Many portions of the play supports his loss of control in his actions, while other parts uphold his ability of dramatic art. There are indications from Hamlet throughout the play of his mind’s well being. Hamlet’s pranking disposition may have caused him in certain times that he was playing a role. Hamlet’s mood swings and Machiavellian manipulations are prevalent throughout the play. He pretends to be insane to everyone, in hope of seeking revenge for his fathers death. This link between vengeance and acting is what Hamlet struggles with throughout the play.
He then swears to kill Claudius when he says, “I should have fatted all the region kites with the slave is off. Bloody, bawdy villain! O vengeance! Why, what an ass I am? ” (Act 2. 2) He makes this big build up of what he should have done and how he will be revenged and shoots it down in the next line. He consistently backs down. Hamlet attempts to account for his failure to take revenge. He can’t decide if he wants to play the role. In the same scene, where Hamlet speaks his soliloquy, he is portraying self criticism throughout. In the lines where he speaks of Hecuba, he is referring to being an actor on a stage.

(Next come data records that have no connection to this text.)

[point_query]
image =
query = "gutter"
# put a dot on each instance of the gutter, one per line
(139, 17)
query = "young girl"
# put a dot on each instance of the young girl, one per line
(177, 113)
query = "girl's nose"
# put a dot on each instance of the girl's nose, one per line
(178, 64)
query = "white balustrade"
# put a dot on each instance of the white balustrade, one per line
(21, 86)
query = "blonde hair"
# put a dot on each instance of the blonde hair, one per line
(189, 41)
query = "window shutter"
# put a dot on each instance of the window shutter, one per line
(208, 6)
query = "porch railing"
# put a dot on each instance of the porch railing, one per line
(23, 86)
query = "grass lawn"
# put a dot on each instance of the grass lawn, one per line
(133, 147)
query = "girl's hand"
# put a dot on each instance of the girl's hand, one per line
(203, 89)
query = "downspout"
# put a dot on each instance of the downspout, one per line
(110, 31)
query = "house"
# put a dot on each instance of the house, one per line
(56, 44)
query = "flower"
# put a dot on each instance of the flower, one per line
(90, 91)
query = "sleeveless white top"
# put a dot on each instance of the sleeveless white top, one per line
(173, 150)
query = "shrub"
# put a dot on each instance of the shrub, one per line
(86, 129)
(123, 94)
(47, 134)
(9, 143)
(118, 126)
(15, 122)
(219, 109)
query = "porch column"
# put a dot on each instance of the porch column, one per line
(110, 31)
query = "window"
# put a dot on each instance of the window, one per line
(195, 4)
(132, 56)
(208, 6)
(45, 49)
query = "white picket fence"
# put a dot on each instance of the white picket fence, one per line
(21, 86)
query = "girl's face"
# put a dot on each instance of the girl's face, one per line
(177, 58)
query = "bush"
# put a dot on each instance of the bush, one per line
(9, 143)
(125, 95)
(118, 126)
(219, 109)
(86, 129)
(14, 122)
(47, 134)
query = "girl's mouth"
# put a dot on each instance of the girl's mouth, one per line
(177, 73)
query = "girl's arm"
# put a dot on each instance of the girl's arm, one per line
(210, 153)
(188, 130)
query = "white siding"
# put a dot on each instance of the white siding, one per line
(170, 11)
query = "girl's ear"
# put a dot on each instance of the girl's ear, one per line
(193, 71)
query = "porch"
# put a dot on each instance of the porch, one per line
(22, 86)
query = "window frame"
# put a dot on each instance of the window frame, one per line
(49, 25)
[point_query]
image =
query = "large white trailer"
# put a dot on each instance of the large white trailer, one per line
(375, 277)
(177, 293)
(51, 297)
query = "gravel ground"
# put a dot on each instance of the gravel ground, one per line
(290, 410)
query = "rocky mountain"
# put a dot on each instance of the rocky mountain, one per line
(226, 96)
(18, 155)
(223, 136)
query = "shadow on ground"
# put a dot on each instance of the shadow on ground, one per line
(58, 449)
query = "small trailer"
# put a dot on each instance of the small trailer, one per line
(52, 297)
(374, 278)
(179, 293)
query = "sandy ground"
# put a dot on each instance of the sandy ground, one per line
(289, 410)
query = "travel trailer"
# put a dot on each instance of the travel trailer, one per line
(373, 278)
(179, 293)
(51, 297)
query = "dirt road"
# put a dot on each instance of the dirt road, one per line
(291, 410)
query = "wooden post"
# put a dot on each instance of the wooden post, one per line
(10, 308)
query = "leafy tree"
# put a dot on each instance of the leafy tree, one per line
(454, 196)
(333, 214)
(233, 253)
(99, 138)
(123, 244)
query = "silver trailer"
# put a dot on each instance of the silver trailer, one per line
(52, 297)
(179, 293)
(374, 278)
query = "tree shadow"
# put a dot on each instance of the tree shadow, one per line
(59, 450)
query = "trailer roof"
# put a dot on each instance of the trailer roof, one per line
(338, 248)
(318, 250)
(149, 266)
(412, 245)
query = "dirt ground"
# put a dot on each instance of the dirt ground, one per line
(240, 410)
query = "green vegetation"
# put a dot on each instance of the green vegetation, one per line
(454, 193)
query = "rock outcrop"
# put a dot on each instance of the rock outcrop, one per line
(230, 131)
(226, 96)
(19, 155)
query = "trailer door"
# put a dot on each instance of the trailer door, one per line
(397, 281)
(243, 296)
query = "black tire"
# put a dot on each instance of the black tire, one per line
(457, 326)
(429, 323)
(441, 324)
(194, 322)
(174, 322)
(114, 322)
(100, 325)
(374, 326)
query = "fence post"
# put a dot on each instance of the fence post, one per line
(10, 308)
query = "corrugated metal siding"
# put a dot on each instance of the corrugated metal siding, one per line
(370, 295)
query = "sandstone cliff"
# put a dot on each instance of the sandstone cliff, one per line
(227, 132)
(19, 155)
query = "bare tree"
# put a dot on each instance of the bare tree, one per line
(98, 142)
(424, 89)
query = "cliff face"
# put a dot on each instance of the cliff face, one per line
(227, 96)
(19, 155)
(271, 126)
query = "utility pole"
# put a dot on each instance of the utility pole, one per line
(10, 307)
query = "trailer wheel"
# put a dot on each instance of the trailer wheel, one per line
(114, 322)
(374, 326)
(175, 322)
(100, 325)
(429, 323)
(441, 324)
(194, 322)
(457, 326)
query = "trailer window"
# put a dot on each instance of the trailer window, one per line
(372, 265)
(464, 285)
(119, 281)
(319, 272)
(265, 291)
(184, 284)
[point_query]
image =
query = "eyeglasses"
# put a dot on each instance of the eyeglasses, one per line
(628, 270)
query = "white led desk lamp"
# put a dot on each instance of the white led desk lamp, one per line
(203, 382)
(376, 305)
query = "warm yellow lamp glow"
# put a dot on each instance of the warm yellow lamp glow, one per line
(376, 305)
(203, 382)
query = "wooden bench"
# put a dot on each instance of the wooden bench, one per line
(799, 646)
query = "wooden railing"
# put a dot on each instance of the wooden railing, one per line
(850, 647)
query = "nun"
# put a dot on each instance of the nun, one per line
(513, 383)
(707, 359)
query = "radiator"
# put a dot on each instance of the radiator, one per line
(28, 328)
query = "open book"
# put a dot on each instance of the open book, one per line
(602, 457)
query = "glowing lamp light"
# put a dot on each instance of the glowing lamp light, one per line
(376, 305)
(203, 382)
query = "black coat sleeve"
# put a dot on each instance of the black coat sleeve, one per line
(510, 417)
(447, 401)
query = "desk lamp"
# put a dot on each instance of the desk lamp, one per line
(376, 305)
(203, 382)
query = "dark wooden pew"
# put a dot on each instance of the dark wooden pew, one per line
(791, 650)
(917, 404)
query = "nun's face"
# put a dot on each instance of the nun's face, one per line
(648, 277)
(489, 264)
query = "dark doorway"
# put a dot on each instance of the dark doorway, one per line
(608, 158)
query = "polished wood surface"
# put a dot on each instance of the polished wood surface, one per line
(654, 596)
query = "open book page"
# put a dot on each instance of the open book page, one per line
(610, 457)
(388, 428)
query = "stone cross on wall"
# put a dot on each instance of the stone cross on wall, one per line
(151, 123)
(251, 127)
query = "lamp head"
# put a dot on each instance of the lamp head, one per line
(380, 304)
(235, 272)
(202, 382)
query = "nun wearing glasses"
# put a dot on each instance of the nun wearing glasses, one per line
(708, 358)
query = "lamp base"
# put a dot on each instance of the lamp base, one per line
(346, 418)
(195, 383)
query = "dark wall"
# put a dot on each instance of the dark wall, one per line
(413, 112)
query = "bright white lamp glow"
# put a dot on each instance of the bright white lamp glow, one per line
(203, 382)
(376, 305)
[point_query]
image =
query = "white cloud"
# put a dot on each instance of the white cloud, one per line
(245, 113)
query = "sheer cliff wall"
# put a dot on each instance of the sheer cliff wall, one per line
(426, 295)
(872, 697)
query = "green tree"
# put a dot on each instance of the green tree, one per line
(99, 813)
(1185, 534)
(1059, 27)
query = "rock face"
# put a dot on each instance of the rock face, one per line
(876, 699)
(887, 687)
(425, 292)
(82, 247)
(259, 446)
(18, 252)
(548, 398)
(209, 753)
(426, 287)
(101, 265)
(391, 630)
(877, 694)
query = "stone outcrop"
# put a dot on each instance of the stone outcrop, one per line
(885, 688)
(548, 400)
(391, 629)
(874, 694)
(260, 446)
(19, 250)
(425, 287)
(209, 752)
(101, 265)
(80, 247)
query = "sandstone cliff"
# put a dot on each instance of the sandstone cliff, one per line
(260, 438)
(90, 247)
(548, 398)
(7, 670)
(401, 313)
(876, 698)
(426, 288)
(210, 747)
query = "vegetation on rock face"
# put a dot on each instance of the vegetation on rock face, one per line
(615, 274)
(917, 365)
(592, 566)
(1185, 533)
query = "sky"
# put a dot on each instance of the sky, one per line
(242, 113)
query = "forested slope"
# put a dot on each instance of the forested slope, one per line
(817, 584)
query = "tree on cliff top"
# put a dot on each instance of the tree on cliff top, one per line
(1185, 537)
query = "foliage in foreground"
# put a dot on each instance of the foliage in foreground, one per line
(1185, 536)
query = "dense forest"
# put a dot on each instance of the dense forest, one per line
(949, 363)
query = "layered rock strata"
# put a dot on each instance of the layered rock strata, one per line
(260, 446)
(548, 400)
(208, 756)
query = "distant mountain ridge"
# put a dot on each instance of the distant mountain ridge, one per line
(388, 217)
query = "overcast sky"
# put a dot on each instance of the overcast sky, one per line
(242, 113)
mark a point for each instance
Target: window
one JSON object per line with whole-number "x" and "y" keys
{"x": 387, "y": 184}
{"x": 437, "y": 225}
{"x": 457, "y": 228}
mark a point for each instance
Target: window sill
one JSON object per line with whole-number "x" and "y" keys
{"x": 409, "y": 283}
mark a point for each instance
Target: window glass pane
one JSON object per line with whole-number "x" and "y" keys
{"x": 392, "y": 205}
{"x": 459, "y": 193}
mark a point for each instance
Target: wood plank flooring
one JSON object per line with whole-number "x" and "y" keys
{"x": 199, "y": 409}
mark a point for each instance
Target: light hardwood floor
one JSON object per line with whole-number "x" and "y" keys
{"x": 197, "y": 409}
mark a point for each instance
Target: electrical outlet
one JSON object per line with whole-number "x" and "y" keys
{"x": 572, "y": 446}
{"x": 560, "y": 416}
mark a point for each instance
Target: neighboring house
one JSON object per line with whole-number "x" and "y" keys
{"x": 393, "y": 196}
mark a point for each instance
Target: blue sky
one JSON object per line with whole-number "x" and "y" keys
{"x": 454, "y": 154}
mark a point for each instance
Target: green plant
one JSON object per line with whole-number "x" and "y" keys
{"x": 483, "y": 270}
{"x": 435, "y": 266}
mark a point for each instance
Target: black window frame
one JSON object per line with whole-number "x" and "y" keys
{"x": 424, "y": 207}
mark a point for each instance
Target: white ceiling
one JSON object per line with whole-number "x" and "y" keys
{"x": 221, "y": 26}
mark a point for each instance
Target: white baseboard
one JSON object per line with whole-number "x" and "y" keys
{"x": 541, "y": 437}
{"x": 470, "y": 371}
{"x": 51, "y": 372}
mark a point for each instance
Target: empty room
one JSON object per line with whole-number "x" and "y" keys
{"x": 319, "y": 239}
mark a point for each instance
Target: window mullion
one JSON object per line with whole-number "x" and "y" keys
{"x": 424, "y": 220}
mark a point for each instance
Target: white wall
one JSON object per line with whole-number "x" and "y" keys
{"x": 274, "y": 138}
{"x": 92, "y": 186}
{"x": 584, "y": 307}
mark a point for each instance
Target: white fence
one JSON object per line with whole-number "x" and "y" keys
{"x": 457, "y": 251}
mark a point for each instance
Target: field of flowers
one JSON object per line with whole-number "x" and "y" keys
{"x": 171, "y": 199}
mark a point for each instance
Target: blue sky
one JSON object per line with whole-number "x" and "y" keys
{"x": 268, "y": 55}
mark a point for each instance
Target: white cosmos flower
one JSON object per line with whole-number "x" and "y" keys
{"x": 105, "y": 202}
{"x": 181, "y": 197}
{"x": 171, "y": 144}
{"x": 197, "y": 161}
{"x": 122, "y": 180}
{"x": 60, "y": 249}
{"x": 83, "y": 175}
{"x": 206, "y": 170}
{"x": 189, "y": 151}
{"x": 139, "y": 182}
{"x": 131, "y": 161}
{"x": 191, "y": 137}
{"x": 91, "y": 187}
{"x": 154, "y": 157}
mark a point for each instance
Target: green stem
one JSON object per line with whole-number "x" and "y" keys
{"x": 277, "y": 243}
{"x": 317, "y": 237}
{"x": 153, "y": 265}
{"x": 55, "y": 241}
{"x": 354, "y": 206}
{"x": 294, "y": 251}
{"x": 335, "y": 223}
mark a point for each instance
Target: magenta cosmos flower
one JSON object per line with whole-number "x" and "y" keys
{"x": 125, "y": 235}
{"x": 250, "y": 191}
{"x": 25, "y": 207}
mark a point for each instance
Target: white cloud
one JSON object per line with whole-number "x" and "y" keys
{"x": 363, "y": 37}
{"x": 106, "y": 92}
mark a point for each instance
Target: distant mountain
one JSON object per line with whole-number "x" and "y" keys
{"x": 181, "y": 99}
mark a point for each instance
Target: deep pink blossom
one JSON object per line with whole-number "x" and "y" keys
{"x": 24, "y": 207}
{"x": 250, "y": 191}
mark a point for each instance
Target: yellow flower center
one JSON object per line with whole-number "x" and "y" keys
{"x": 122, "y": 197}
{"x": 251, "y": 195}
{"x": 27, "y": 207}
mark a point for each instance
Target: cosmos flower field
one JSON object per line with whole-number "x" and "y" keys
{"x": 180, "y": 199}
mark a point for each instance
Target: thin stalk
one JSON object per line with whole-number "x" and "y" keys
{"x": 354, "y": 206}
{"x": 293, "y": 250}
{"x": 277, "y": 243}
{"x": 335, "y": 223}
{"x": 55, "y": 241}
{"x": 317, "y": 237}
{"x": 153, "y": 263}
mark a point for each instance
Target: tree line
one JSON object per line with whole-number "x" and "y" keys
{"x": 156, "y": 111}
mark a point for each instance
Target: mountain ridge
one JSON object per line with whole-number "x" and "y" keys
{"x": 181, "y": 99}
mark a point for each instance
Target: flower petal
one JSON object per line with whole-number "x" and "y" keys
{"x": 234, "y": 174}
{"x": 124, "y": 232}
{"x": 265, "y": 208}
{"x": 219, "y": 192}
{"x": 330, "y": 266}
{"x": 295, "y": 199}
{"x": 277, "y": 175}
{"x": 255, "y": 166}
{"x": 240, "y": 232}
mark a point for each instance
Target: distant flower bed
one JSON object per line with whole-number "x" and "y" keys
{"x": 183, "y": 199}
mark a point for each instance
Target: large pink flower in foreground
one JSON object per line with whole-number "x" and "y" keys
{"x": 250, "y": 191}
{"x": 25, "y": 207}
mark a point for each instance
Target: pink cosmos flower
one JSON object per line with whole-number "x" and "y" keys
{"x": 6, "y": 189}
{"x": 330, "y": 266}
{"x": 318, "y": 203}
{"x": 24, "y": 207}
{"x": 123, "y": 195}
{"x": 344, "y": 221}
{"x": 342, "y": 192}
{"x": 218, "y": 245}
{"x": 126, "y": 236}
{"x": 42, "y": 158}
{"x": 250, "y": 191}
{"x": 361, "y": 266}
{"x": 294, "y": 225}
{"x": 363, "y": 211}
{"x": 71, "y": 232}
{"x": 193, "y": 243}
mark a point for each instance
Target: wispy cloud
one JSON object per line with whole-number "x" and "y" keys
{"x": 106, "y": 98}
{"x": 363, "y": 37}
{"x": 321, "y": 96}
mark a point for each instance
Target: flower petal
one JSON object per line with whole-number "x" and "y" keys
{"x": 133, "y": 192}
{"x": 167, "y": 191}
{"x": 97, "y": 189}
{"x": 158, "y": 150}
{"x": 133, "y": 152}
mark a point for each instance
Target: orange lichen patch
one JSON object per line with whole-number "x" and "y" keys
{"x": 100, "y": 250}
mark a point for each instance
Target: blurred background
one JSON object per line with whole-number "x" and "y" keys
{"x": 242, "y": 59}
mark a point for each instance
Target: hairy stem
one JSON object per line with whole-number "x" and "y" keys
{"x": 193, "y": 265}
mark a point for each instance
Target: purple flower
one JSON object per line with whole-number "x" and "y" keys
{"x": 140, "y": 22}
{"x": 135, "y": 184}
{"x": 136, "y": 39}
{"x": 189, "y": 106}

He goes back and forth with self criticism in this soliloquy. At some point he moves from self criticism to wild words. By having this play, Hamlet feels that he’ll be able to tell if Claudius is guilty by him squirming in his seat. At the end of the soliloquy, he is not sure if the ghost was real, even perhaps that he is the devil who used his power, “to assume a pleasing shape. ” Hamlet seems not to be able to tell the difference between reality and illusion. If he would of followed the ghost’s instructions instead of going back and forth, Claudius would been the causally.
Looking at the other players, most have a Machiavellian disposition. Comparing illusion to reality, all of them have a false sense of both. Claudius, Is quite aware of how appearances may deceive and how you can work or act a role given to you. He pretends he care for Hamlet but is scared of him, almost a hate for him. Polonius couldn’t stick to his advisor role. He tried to convince the king that Hamlet is in love with Ophelia, eventually spies on him and gets killed by Hamlet for being tricky and deceitful. Gertrude, is in her own little world. She is living an illusion.
In Act 1:2, she is unaffected by her new status as the wife of her brother-in-law. She doesn’t realize the incestuous act she has committed. She seams to be in an illusion of her mind. Claudius seems to have brain washed her into this flighty character who does what he says and only trusts him. Every character has a mirror effect. Even Ophelia deceives Hamlet by lying to him. She isn’t as deceitful as the others in the play. Throughout the play, the themes of illusion and falsehood have been prevalent. The entire Danish court is caught in a web of spying, lies, and betrayal. No one speaks their mind or addresses a purpose clearly.